On top of opposition to MAT programs, many people stigmatize addiction as a willpower problem, or as poor choices, rather than a legitimate medical disorder. “It is a chemically-based brain disorder,” my dad impressed. Further expounding this statement, he explained that studies show that certain parts of the brain – the amygdala, the nucleus accumbens, the hippocampus – light up on scans when images of drugs of choice are shown to addicts. He said definitively, “The brain is responsible for this insatiable desire to use. Not the person.” In spite of empirical scientific evidence, though, the opinion that addiction is a choice is still pervasive.
This toxic stigma even persists within the medical community. My dad bemoaned that many doctors and nurses in hospitals shame addicts or simply don’t want to deal with them. “What gives these professionals the right to treat my patients poorly just because they stick needles in their arms?” he demanded. “They don’t need to be judged; they need treatment because they’re sick.” It is disheartening to think that trained, medical professionals are cruel to patients simply because of cultural stigma.
To combat widespread misconceptions which ignore the biochemical nature of addiction, treatment centers such as The Ridge Ohio exist. While these facilities treat a variety of addictions, including alcoholism, they frequently admit struggling opioid addicts. My dad first explained that “Any form of substance addiction is lifelong, un-curable, yet treatable.” There is no such thing as a recovered drug addict, but they can remain sober addicts.
“When a patient enters my facility, I ask them two questions,” he told me. “Do you like being an addict, and did you become an addict on purpose? They always answer no. And I tell them that you’re no different than my diabetic patients. I’m here to tell you that it’s not your fault.” As the medical director, he is able to offer these stigmatized patients something which they have seldom experienced as addicts: compassion. My dad disclosed that he felt such a connection with his patients because “they are unloved and judged by everyone in their lives.” That is why he feels an overwhelming responsibility to show them kindness and a lack of judgment.
When I asked him what The Ridge’s success rate was, he expressed that it has been challenging to gather data.
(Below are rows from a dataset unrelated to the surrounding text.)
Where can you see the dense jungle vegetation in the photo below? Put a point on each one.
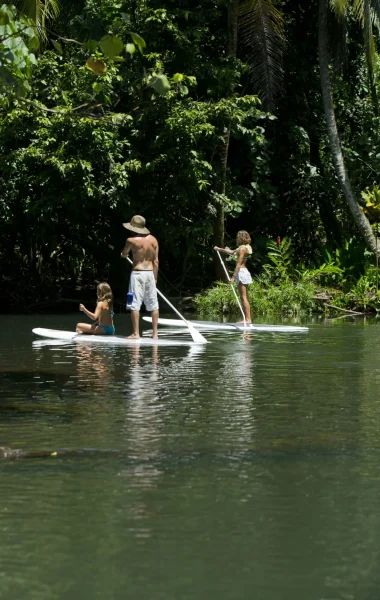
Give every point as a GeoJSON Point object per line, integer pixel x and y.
{"type": "Point", "coordinates": [206, 117]}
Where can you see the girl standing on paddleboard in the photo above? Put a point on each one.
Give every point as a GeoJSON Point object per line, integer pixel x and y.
{"type": "Point", "coordinates": [241, 274]}
{"type": "Point", "coordinates": [103, 315]}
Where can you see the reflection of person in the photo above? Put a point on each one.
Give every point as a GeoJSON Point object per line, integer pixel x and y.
{"type": "Point", "coordinates": [241, 274]}
{"type": "Point", "coordinates": [142, 283]}
{"type": "Point", "coordinates": [103, 315]}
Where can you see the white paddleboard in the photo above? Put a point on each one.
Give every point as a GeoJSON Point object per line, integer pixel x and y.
{"type": "Point", "coordinates": [115, 340]}
{"type": "Point", "coordinates": [215, 326]}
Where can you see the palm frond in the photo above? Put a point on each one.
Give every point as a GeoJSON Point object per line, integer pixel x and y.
{"type": "Point", "coordinates": [370, 49]}
{"type": "Point", "coordinates": [339, 7]}
{"type": "Point", "coordinates": [375, 4]}
{"type": "Point", "coordinates": [261, 27]}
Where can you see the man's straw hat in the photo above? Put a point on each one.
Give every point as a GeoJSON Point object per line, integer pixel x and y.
{"type": "Point", "coordinates": [137, 225]}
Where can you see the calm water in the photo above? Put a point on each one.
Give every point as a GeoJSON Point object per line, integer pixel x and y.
{"type": "Point", "coordinates": [249, 468]}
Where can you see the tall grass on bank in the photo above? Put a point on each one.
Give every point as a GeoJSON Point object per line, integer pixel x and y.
{"type": "Point", "coordinates": [285, 298]}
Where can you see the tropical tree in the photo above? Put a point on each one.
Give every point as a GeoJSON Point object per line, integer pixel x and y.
{"type": "Point", "coordinates": [40, 11]}
{"type": "Point", "coordinates": [365, 11]}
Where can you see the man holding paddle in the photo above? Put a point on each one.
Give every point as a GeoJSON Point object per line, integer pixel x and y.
{"type": "Point", "coordinates": [143, 280]}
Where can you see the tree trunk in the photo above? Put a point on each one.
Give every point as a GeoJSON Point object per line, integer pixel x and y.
{"type": "Point", "coordinates": [360, 219]}
{"type": "Point", "coordinates": [218, 228]}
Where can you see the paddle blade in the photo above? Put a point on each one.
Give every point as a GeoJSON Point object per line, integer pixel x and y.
{"type": "Point", "coordinates": [196, 335]}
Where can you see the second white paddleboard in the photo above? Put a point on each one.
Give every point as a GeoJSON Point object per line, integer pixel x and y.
{"type": "Point", "coordinates": [215, 326]}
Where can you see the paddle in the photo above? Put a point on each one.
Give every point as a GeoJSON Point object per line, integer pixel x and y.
{"type": "Point", "coordinates": [233, 289]}
{"type": "Point", "coordinates": [196, 335]}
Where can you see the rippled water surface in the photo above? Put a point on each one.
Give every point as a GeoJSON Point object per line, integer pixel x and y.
{"type": "Point", "coordinates": [248, 468]}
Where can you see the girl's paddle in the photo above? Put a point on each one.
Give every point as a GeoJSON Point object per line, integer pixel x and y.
{"type": "Point", "coordinates": [233, 289]}
{"type": "Point", "coordinates": [196, 335]}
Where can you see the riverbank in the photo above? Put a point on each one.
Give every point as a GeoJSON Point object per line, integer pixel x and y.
{"type": "Point", "coordinates": [289, 298]}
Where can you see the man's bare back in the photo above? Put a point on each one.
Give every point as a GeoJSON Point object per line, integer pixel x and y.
{"type": "Point", "coordinates": [144, 253]}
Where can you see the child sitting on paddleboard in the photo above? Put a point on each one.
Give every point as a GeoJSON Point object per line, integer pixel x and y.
{"type": "Point", "coordinates": [241, 274]}
{"type": "Point", "coordinates": [103, 315]}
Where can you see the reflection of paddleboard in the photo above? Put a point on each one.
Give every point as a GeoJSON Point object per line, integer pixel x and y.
{"type": "Point", "coordinates": [214, 325]}
{"type": "Point", "coordinates": [107, 339]}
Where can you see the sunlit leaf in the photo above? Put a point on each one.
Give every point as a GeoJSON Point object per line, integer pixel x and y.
{"type": "Point", "coordinates": [139, 41]}
{"type": "Point", "coordinates": [91, 45]}
{"type": "Point", "coordinates": [57, 46]}
{"type": "Point", "coordinates": [160, 84]}
{"type": "Point", "coordinates": [111, 45]}
{"type": "Point", "coordinates": [130, 48]}
{"type": "Point", "coordinates": [177, 78]}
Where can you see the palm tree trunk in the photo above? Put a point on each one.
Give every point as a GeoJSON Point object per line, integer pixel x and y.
{"type": "Point", "coordinates": [218, 228]}
{"type": "Point", "coordinates": [360, 219]}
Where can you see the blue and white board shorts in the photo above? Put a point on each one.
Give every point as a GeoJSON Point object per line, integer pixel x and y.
{"type": "Point", "coordinates": [143, 286]}
{"type": "Point", "coordinates": [243, 276]}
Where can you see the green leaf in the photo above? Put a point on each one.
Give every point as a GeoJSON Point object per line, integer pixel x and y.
{"type": "Point", "coordinates": [160, 84]}
{"type": "Point", "coordinates": [130, 48]}
{"type": "Point", "coordinates": [58, 47]}
{"type": "Point", "coordinates": [91, 45]}
{"type": "Point", "coordinates": [177, 78]}
{"type": "Point", "coordinates": [139, 41]}
{"type": "Point", "coordinates": [34, 43]}
{"type": "Point", "coordinates": [4, 18]}
{"type": "Point", "coordinates": [126, 18]}
{"type": "Point", "coordinates": [96, 66]}
{"type": "Point", "coordinates": [111, 45]}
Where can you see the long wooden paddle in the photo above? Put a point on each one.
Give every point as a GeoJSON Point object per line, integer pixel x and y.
{"type": "Point", "coordinates": [196, 335]}
{"type": "Point", "coordinates": [233, 289]}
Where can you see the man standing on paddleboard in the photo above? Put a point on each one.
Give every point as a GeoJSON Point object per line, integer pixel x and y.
{"type": "Point", "coordinates": [143, 280]}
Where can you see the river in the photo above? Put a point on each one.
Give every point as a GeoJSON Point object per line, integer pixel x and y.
{"type": "Point", "coordinates": [247, 468]}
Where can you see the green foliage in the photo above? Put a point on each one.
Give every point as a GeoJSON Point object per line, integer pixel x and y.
{"type": "Point", "coordinates": [285, 298]}
{"type": "Point", "coordinates": [18, 43]}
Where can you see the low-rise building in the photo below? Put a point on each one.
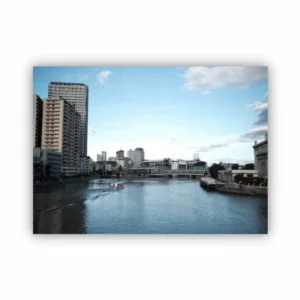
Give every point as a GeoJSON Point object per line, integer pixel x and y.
{"type": "Point", "coordinates": [136, 157]}
{"type": "Point", "coordinates": [85, 165]}
{"type": "Point", "coordinates": [48, 161]}
{"type": "Point", "coordinates": [229, 175]}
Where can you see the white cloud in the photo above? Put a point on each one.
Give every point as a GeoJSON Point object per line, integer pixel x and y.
{"type": "Point", "coordinates": [205, 92]}
{"type": "Point", "coordinates": [254, 134]}
{"type": "Point", "coordinates": [103, 76]}
{"type": "Point", "coordinates": [259, 105]}
{"type": "Point", "coordinates": [216, 77]}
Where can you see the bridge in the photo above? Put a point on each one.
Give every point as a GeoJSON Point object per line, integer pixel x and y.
{"type": "Point", "coordinates": [156, 172]}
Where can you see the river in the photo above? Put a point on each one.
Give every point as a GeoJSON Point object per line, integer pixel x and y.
{"type": "Point", "coordinates": [173, 206]}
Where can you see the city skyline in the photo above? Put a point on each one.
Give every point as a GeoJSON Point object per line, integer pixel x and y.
{"type": "Point", "coordinates": [217, 112]}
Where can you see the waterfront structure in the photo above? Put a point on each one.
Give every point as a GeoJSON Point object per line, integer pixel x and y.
{"type": "Point", "coordinates": [77, 95]}
{"type": "Point", "coordinates": [261, 157]}
{"type": "Point", "coordinates": [142, 152]}
{"type": "Point", "coordinates": [121, 163]}
{"type": "Point", "coordinates": [161, 164]}
{"type": "Point", "coordinates": [85, 165]}
{"type": "Point", "coordinates": [196, 165]}
{"type": "Point", "coordinates": [61, 132]}
{"type": "Point", "coordinates": [229, 175]}
{"type": "Point", "coordinates": [46, 163]}
{"type": "Point", "coordinates": [135, 156]}
{"type": "Point", "coordinates": [37, 121]}
{"type": "Point", "coordinates": [120, 154]}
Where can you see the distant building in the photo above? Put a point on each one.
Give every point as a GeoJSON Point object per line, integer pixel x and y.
{"type": "Point", "coordinates": [76, 94]}
{"type": "Point", "coordinates": [85, 165]}
{"type": "Point", "coordinates": [136, 157]}
{"type": "Point", "coordinates": [162, 164]}
{"type": "Point", "coordinates": [46, 163]}
{"type": "Point", "coordinates": [229, 175]}
{"type": "Point", "coordinates": [120, 154]}
{"type": "Point", "coordinates": [60, 132]}
{"type": "Point", "coordinates": [261, 157]}
{"type": "Point", "coordinates": [37, 121]}
{"type": "Point", "coordinates": [194, 165]}
{"type": "Point", "coordinates": [121, 163]}
{"type": "Point", "coordinates": [142, 152]}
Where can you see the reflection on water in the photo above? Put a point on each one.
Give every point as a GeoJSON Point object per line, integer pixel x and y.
{"type": "Point", "coordinates": [145, 206]}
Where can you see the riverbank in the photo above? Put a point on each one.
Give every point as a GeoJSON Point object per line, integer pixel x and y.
{"type": "Point", "coordinates": [243, 190]}
{"type": "Point", "coordinates": [50, 182]}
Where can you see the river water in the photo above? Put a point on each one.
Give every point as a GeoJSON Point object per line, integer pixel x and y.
{"type": "Point", "coordinates": [145, 206]}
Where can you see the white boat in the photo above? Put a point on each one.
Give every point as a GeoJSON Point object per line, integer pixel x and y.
{"type": "Point", "coordinates": [117, 185]}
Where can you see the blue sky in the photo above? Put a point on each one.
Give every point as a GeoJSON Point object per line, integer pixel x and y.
{"type": "Point", "coordinates": [173, 112]}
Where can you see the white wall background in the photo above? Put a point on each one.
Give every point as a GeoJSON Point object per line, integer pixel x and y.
{"type": "Point", "coordinates": [149, 267]}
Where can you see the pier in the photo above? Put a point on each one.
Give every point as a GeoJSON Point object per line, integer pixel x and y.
{"type": "Point", "coordinates": [210, 183]}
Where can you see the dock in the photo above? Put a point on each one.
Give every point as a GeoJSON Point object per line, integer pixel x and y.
{"type": "Point", "coordinates": [210, 183]}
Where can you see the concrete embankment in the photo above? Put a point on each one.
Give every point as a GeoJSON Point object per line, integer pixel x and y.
{"type": "Point", "coordinates": [243, 190]}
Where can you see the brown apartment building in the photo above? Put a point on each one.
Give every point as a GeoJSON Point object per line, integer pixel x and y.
{"type": "Point", "coordinates": [61, 132]}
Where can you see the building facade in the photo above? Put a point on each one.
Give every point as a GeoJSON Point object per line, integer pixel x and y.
{"type": "Point", "coordinates": [46, 163]}
{"type": "Point", "coordinates": [104, 158]}
{"type": "Point", "coordinates": [77, 95]}
{"type": "Point", "coordinates": [37, 121]}
{"type": "Point", "coordinates": [142, 152]}
{"type": "Point", "coordinates": [261, 157]}
{"type": "Point", "coordinates": [120, 154]}
{"type": "Point", "coordinates": [61, 133]}
{"type": "Point", "coordinates": [229, 175]}
{"type": "Point", "coordinates": [135, 157]}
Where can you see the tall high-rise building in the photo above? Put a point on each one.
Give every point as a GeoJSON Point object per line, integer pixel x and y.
{"type": "Point", "coordinates": [103, 153]}
{"type": "Point", "coordinates": [77, 94]}
{"type": "Point", "coordinates": [135, 156]}
{"type": "Point", "coordinates": [120, 154]}
{"type": "Point", "coordinates": [37, 121]}
{"type": "Point", "coordinates": [142, 152]}
{"type": "Point", "coordinates": [60, 132]}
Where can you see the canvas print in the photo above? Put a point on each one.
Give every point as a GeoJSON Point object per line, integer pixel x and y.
{"type": "Point", "coordinates": [150, 150]}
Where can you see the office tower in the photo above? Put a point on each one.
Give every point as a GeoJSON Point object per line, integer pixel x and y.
{"type": "Point", "coordinates": [37, 121]}
{"type": "Point", "coordinates": [76, 94]}
{"type": "Point", "coordinates": [142, 152]}
{"type": "Point", "coordinates": [60, 132]}
{"type": "Point", "coordinates": [103, 155]}
{"type": "Point", "coordinates": [120, 154]}
{"type": "Point", "coordinates": [135, 156]}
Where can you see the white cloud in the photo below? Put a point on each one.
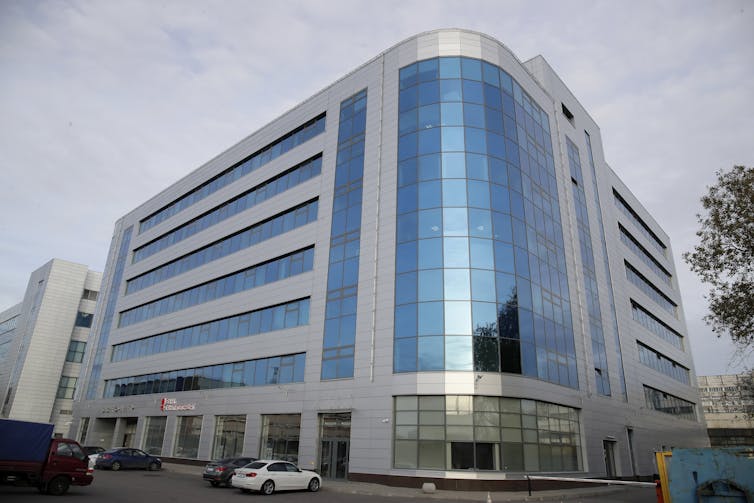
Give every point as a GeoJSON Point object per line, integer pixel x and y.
{"type": "Point", "coordinates": [93, 91]}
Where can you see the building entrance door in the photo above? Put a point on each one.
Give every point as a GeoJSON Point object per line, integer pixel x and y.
{"type": "Point", "coordinates": [609, 448]}
{"type": "Point", "coordinates": [335, 434]}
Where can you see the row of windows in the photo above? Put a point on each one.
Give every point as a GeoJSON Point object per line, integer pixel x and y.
{"type": "Point", "coordinates": [90, 294]}
{"type": "Point", "coordinates": [650, 290]}
{"type": "Point", "coordinates": [629, 212]}
{"type": "Point", "coordinates": [496, 161]}
{"type": "Point", "coordinates": [291, 314]}
{"type": "Point", "coordinates": [112, 297]}
{"type": "Point", "coordinates": [248, 199]}
{"type": "Point", "coordinates": [661, 363]}
{"type": "Point", "coordinates": [606, 266]}
{"type": "Point", "coordinates": [83, 320]}
{"type": "Point", "coordinates": [654, 325]}
{"type": "Point", "coordinates": [262, 231]}
{"type": "Point", "coordinates": [339, 338]}
{"type": "Point", "coordinates": [252, 277]}
{"type": "Point", "coordinates": [66, 387]}
{"type": "Point", "coordinates": [591, 291]}
{"type": "Point", "coordinates": [644, 255]}
{"type": "Point", "coordinates": [427, 72]}
{"type": "Point", "coordinates": [75, 352]}
{"type": "Point", "coordinates": [485, 433]}
{"type": "Point", "coordinates": [276, 370]}
{"type": "Point", "coordinates": [669, 404]}
{"type": "Point", "coordinates": [270, 152]}
{"type": "Point", "coordinates": [9, 324]}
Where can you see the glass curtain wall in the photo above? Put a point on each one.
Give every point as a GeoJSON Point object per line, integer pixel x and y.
{"type": "Point", "coordinates": [280, 437]}
{"type": "Point", "coordinates": [229, 435]}
{"type": "Point", "coordinates": [485, 433]}
{"type": "Point", "coordinates": [345, 242]}
{"type": "Point", "coordinates": [154, 434]}
{"type": "Point", "coordinates": [480, 265]}
{"type": "Point", "coordinates": [187, 437]}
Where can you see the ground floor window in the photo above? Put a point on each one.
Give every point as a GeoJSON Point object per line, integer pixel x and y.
{"type": "Point", "coordinates": [154, 434]}
{"type": "Point", "coordinates": [229, 434]}
{"type": "Point", "coordinates": [280, 436]}
{"type": "Point", "coordinates": [187, 437]}
{"type": "Point", "coordinates": [84, 429]}
{"type": "Point", "coordinates": [485, 433]}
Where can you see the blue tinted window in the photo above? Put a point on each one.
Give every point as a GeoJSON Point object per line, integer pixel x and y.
{"type": "Point", "coordinates": [430, 223]}
{"type": "Point", "coordinates": [471, 68]}
{"type": "Point", "coordinates": [405, 355]}
{"type": "Point", "coordinates": [451, 115]}
{"type": "Point", "coordinates": [472, 92]}
{"type": "Point", "coordinates": [405, 321]}
{"type": "Point", "coordinates": [429, 92]}
{"type": "Point", "coordinates": [476, 140]}
{"type": "Point", "coordinates": [458, 353]}
{"type": "Point", "coordinates": [479, 195]}
{"type": "Point", "coordinates": [430, 253]}
{"type": "Point", "coordinates": [408, 198]}
{"type": "Point", "coordinates": [473, 115]}
{"type": "Point", "coordinates": [430, 319]}
{"type": "Point", "coordinates": [482, 253]}
{"type": "Point", "coordinates": [429, 141]}
{"type": "Point", "coordinates": [458, 318]}
{"type": "Point", "coordinates": [431, 353]}
{"type": "Point", "coordinates": [429, 116]}
{"type": "Point", "coordinates": [450, 68]}
{"type": "Point", "coordinates": [405, 288]}
{"type": "Point", "coordinates": [454, 192]}
{"type": "Point", "coordinates": [455, 222]}
{"type": "Point", "coordinates": [429, 194]}
{"type": "Point", "coordinates": [430, 167]}
{"type": "Point", "coordinates": [483, 285]}
{"type": "Point", "coordinates": [430, 285]}
{"type": "Point", "coordinates": [407, 172]}
{"type": "Point", "coordinates": [456, 252]}
{"type": "Point", "coordinates": [406, 257]}
{"type": "Point", "coordinates": [450, 90]}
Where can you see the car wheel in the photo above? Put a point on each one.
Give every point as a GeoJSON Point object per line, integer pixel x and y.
{"type": "Point", "coordinates": [58, 486]}
{"type": "Point", "coordinates": [268, 487]}
{"type": "Point", "coordinates": [314, 485]}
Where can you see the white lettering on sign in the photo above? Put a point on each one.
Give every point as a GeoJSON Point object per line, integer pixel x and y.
{"type": "Point", "coordinates": [172, 404]}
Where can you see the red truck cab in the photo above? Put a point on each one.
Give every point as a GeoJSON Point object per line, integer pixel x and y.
{"type": "Point", "coordinates": [30, 456]}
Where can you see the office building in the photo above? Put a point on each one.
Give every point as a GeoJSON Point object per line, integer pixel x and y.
{"type": "Point", "coordinates": [42, 344]}
{"type": "Point", "coordinates": [427, 270]}
{"type": "Point", "coordinates": [728, 404]}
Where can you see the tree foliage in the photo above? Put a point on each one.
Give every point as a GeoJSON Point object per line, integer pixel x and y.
{"type": "Point", "coordinates": [724, 257]}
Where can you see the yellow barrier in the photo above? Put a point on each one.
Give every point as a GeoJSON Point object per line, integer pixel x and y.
{"type": "Point", "coordinates": [663, 460]}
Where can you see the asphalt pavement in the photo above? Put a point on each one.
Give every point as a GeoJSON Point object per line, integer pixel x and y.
{"type": "Point", "coordinates": [363, 488]}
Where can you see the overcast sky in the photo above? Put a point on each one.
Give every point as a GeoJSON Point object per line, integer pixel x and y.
{"type": "Point", "coordinates": [105, 103]}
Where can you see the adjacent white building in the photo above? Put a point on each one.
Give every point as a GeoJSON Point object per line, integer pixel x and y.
{"type": "Point", "coordinates": [427, 269]}
{"type": "Point", "coordinates": [43, 341]}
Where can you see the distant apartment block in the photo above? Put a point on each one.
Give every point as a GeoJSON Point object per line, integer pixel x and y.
{"type": "Point", "coordinates": [42, 343]}
{"type": "Point", "coordinates": [728, 402]}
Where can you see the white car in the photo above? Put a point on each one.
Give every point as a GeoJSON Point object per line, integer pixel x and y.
{"type": "Point", "coordinates": [268, 476]}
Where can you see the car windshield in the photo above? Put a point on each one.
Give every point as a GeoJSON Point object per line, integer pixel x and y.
{"type": "Point", "coordinates": [256, 465]}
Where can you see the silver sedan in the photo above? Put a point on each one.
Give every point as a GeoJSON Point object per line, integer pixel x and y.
{"type": "Point", "coordinates": [268, 476]}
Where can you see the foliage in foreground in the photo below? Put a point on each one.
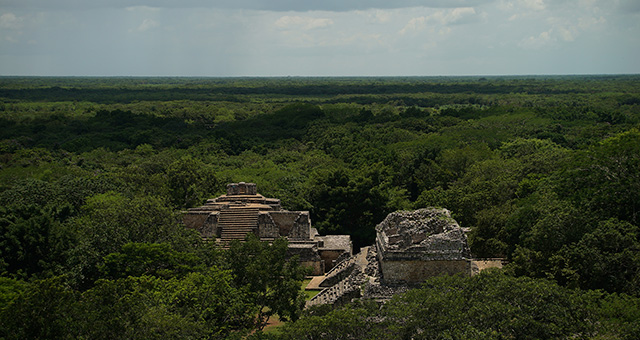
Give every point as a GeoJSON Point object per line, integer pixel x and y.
{"type": "Point", "coordinates": [492, 305]}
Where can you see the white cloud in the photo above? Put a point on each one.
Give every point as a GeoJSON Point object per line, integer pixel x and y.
{"type": "Point", "coordinates": [441, 17]}
{"type": "Point", "coordinates": [414, 24]}
{"type": "Point", "coordinates": [300, 22]}
{"type": "Point", "coordinates": [10, 21]}
{"type": "Point", "coordinates": [536, 5]}
{"type": "Point", "coordinates": [147, 24]}
{"type": "Point", "coordinates": [537, 42]}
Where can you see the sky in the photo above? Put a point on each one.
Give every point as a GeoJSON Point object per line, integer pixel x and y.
{"type": "Point", "coordinates": [318, 37]}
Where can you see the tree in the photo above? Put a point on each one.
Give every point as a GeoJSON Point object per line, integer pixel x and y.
{"type": "Point", "coordinates": [190, 181]}
{"type": "Point", "coordinates": [607, 258]}
{"type": "Point", "coordinates": [270, 277]}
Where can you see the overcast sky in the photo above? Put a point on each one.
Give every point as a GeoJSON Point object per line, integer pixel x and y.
{"type": "Point", "coordinates": [318, 37]}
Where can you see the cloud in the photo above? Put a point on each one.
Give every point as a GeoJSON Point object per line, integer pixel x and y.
{"type": "Point", "coordinates": [442, 18]}
{"type": "Point", "coordinates": [10, 21]}
{"type": "Point", "coordinates": [539, 41]}
{"type": "Point", "coordinates": [147, 24]}
{"type": "Point", "coordinates": [268, 5]}
{"type": "Point", "coordinates": [536, 5]}
{"type": "Point", "coordinates": [300, 22]}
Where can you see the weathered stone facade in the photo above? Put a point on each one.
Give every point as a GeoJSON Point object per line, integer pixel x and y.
{"type": "Point", "coordinates": [415, 245]}
{"type": "Point", "coordinates": [411, 246]}
{"type": "Point", "coordinates": [243, 210]}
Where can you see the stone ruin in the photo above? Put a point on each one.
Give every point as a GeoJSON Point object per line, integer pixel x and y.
{"type": "Point", "coordinates": [243, 210]}
{"type": "Point", "coordinates": [410, 247]}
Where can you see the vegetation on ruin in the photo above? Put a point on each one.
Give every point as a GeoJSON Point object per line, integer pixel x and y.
{"type": "Point", "coordinates": [545, 171]}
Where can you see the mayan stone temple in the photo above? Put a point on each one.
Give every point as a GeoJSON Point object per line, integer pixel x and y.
{"type": "Point", "coordinates": [411, 246]}
{"type": "Point", "coordinates": [243, 210]}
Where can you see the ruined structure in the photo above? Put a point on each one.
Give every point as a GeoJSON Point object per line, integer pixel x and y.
{"type": "Point", "coordinates": [243, 210]}
{"type": "Point", "coordinates": [411, 246]}
{"type": "Point", "coordinates": [415, 245]}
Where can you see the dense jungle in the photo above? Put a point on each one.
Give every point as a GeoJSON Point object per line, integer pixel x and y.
{"type": "Point", "coordinates": [94, 173]}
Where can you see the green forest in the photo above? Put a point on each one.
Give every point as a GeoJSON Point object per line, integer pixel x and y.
{"type": "Point", "coordinates": [95, 172]}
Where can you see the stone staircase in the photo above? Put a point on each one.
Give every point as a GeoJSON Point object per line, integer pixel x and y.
{"type": "Point", "coordinates": [237, 223]}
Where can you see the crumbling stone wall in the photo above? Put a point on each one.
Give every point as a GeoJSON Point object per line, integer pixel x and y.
{"type": "Point", "coordinates": [301, 228]}
{"type": "Point", "coordinates": [242, 188]}
{"type": "Point", "coordinates": [415, 245]}
{"type": "Point", "coordinates": [267, 228]}
{"type": "Point", "coordinates": [413, 271]}
{"type": "Point", "coordinates": [195, 219]}
{"type": "Point", "coordinates": [210, 228]}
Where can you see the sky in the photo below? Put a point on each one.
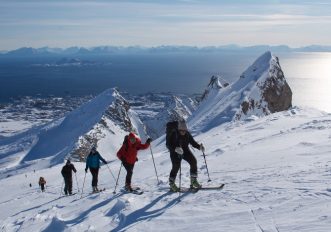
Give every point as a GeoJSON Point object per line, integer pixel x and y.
{"type": "Point", "coordinates": [65, 23]}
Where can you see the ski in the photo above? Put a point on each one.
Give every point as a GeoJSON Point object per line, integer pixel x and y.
{"type": "Point", "coordinates": [99, 191]}
{"type": "Point", "coordinates": [211, 187]}
{"type": "Point", "coordinates": [135, 190]}
{"type": "Point", "coordinates": [194, 190]}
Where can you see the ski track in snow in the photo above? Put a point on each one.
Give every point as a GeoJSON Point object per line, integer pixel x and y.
{"type": "Point", "coordinates": [276, 172]}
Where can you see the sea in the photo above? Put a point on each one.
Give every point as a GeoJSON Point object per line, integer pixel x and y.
{"type": "Point", "coordinates": [308, 74]}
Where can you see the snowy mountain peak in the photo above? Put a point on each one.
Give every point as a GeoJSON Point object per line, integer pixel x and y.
{"type": "Point", "coordinates": [260, 90]}
{"type": "Point", "coordinates": [103, 121]}
{"type": "Point", "coordinates": [217, 82]}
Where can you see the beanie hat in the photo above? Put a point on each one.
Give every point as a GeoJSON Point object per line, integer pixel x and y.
{"type": "Point", "coordinates": [182, 126]}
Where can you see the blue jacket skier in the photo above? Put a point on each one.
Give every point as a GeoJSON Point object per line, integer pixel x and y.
{"type": "Point", "coordinates": [93, 163]}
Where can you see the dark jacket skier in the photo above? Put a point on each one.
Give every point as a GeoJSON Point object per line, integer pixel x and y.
{"type": "Point", "coordinates": [128, 155]}
{"type": "Point", "coordinates": [93, 163]}
{"type": "Point", "coordinates": [178, 144]}
{"type": "Point", "coordinates": [67, 175]}
{"type": "Point", "coordinates": [42, 183]}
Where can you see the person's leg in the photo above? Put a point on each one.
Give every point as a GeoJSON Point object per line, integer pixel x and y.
{"type": "Point", "coordinates": [175, 161]}
{"type": "Point", "coordinates": [129, 173]}
{"type": "Point", "coordinates": [94, 172]}
{"type": "Point", "coordinates": [70, 185]}
{"type": "Point", "coordinates": [189, 157]}
{"type": "Point", "coordinates": [66, 186]}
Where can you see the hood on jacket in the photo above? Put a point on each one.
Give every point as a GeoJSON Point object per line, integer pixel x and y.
{"type": "Point", "coordinates": [133, 138]}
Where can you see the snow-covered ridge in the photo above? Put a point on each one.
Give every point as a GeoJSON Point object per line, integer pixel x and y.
{"type": "Point", "coordinates": [276, 171]}
{"type": "Point", "coordinates": [104, 117]}
{"type": "Point", "coordinates": [260, 90]}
He estimates that within the first few months, approximately 30% of his patients will relapse; after six months, they will lose another 20%. However, those six months mark a major milestone in a person’s recovery, for it is indicative of future success in managing this disease. “If I have nine patients in a row that fail,” he elaborated, “and I have one patient that succeeds, that’s all I need. It’s a miracle.” Without facilities such as The Ridge and doctors such as my dad, so many lives and identities would be lost: mothers, fathers, brothers, sisters, sons, and daughters. Addiction is not just a medical condition; it is a disease that impacts the entire family.
As my dad and I concluded our interview, we shared a comfortable silence at the dinner table. I absently rifled through my notes, trying to process the magnitude of my dad’s position. For my dad, being the Medical Director at The Ridge Ohio is not simply a title on a resume. It reflects the moral responsibility and deep affection he feels for these patients.
My dad looked at me, grinned, and let out a long sigh. “You know,” he said. “Maybe my mom was on to something.” I looked at him quizzically, remembering that she wanted him to be a priest. “Sometimes, I feel as though my job is similar to a minister’s. It’s my job to give these patients hope.”